Performance of the deep learning models on test datasets. Precision, recall, F1 score, and classification accuracy of long sequences a and short sequences d. Left, amino acids; right, nucleotides. Datasets are indicated as proportion of the full-length sequences a and sequence length d. Classification accuracy of long amino acid sequences b, long nucleotide sequences c, short amino acid sequences e, and short nucleotide sequences f by antibiotic category. Nineteen minor ARG categories (with fewer than 50 sequences) are combined and displayed as one category called “others.” Accuracy level is indicated by asterisk with different colors. Identification specificity of bacterial non-ARG amino acid sequences g. Left, long sequence; right, short sequence. Datasets are indicated as proportion and sequence length, respectively

Based on five LSaa datasets, ARGNet exhibited higher accuracy than the other two deep learning models for all categories (Fig. 5b). Consistent results were observed across the truncated sequence sets. An average classification accuracy > 0.9 was achieved in 10 categories with polymyxin (0.995), bacitracin (0.993), beta-lactam (0.981), quinolone (0.959), and MLS (0.958) having average accuracy values > 0.95. DeepARG achieved high average classification accuracy (> 0.9) in only two categories. While HMD-ARG predicted eight categories with accuracy > 0.9 in the full-length dataset, it performed poorly on the truncated sequences for all categories (average accuracies were 0.56, 0.35, 0.21, and 0.14 for 90%, 80%, 70%, and 60% of full-length dataset, respectively). In terms of loose criteria, RGI exhibited an additional category with an accuracy greater than 0.9 in comparison to ARGNet. However, under strict criteria, RGI displayed one fewer category with an accuracy exceeding 0.9 when compared to ARGNet.

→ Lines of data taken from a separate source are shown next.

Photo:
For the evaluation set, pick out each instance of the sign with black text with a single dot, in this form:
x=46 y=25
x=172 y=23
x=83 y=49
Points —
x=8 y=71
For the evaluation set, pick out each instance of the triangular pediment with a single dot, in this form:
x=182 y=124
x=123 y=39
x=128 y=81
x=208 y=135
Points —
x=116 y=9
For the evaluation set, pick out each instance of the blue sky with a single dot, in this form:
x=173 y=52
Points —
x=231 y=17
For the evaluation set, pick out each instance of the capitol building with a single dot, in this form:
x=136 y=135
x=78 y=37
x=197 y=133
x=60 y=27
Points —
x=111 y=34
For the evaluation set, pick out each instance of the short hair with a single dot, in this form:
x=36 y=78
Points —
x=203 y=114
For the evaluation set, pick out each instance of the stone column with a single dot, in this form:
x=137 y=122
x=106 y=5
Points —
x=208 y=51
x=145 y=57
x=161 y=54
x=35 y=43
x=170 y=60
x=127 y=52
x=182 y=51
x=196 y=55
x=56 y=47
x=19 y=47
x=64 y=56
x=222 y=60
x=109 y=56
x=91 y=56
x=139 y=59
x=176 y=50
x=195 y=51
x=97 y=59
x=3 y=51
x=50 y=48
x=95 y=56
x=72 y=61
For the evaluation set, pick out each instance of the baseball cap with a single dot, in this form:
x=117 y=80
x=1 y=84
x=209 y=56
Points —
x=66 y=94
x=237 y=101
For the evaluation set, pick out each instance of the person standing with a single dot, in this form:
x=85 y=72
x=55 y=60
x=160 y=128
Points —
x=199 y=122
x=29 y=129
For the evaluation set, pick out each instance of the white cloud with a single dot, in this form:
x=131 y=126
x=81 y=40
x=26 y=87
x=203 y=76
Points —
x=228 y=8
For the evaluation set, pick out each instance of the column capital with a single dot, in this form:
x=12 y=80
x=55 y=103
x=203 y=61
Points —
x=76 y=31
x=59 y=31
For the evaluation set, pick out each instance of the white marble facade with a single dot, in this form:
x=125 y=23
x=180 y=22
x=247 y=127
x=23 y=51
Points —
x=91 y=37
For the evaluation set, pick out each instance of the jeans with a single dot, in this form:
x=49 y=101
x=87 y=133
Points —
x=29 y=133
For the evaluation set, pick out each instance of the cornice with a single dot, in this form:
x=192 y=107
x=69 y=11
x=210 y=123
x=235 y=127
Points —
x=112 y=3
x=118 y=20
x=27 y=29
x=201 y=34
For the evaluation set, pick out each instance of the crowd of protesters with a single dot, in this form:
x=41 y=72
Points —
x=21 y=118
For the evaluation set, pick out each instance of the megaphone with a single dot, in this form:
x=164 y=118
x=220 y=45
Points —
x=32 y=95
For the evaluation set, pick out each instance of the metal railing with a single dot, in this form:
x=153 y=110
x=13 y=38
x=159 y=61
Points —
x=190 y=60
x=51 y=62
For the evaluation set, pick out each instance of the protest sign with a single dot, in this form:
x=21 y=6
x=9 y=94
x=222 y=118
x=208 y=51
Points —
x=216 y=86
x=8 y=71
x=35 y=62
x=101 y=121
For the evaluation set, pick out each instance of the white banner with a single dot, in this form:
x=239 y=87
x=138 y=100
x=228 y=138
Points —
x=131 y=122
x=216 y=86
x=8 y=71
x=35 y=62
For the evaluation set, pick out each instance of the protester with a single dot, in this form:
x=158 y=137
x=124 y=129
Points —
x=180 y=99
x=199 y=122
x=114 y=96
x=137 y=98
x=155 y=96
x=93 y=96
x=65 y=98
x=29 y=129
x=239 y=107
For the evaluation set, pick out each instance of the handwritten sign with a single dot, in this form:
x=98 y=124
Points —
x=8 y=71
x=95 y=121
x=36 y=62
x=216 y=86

For the five LSnt datasets, ARGNet showed high classification performance (average accuracy > 0.9) in nine categories, while DeepARG achieved high accuracy in only two categories. The top five predictions in ARGNet were polymyxin (0.981), beta-lactam (0.965), bacitracin (0.948), MLS (0.943), and quinolone (0.931) (Fig. 5c). ARGNet outperformed DeepARG in 17 of the 18 antibiotic resistance categories. ARGNet had two fewer categories with accuracy > 0.9 than RGI in the loose criteria and had the same number of categories with accuracy > 0.9 with RGI in the strict criteria (Fig. 5c).

Prediction of short reads

ARGNet-S was designed to predict ARGs from short sequence (SS; sequences with 30–50 amino acids or 100–150 nucleotides). The short-read test datasets (SSaa and SSnt; “Methods”) were generated from ARG-test-db and negative sequence datasets (of both amino acid and nucleotide sequences) in short-sequence format. There were three SSaa datasets with sequence lengths of 30, 40, and 50 amino acids and three SSnt datasets with lengths of 100, 120, and 150 nucleotides. Performance of HMD-ARG on short sequence prediction (both amino acid and nucleotide datasets) was not computed as it did not accept short sequences.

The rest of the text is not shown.